El corazón me latió desplumado, como en un verso de Jacques Prevert. La respiración se me hizo de piedra, como en una prosa indigenista de Octavio Paz. Las piernas me temblaron, en medio de un sudor frío, como en una novela de Raymond Chandler. Allí estaban, dorados sobre un fondo violeta. Los miré en detalle. Observé la curva insobornable del puente, las rotundas correas ceñidas. Pensé en la estructura de acero del cambrillón derecho, aquel que sostuvo el ardor juvenil de su cuerpo sudoroso, en medio de acrobáticos pasos de baile, en los tiempos en que Youtube era un sueño de escritores de ciencia ficción. Los dos tenían leves raspaduras de marfil en los tacones, alguna diminuta avería en los contrafuertes, algún raspón en la etiqueta de la marca. Sus suelas resonaban como locas en la inutilidad de las cenizas de Arquímedes. Sus punteras me querían golpear en el centro de la calva. Yo estaba dispuesto a sorber de buena fe la sangre de mi boca y mi nariz.

Después de casi una hora, tuve que liberarlos de mi torcida imaginación, dejarlos recorriendo otras miradas. Un grupo de turistas japoneses se había aglomerado a mi alrededor.

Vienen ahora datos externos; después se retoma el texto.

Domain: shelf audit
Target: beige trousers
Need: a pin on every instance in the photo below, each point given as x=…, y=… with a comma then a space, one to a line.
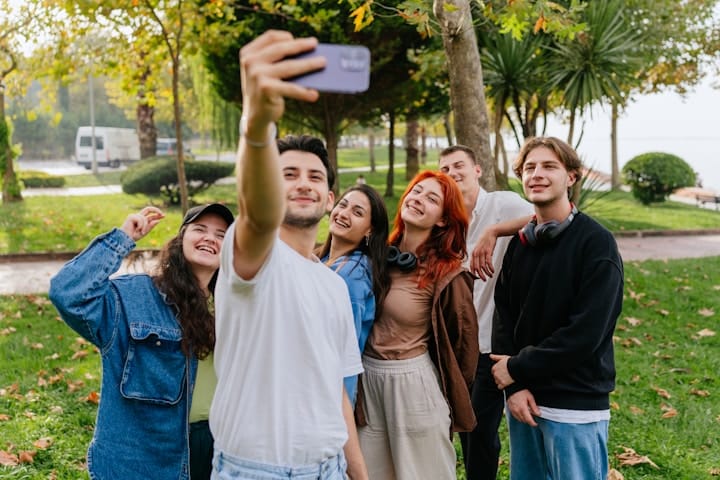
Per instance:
x=408, y=432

Sus semblantes taciturnos me interrogaban por la espalda. No entendían la dimensión de mi sigilo, la torpe clandestinidad de mi sonrisa. El guardia de seguridad también se acercó. Saqué el celular de mi pantalón y le tomé una serie de fotos. En todo caso, el planeta seguía moviéndose. El resto no lo puedo contar. No me alcanzan las palabras en su literaria desfachatez. Simplemente diré que la sensación es la misma que tuve cuando platicaba con mi padre, de espaldas a una pared en el MOMA de Nueva York. Me di vuelta ante su mueca de estupor y me encontré, de manos a boca, con un autorretrato de Vincent Van Gogh, convertido en el terrible vicioso que era en París. Lo digo ahora, sin sangre en la cara. Ahora que soy el terrible vicioso que soy, en un cuarto de baño en Panamá. Noche de Lunes de Pascua. Habitación 3312.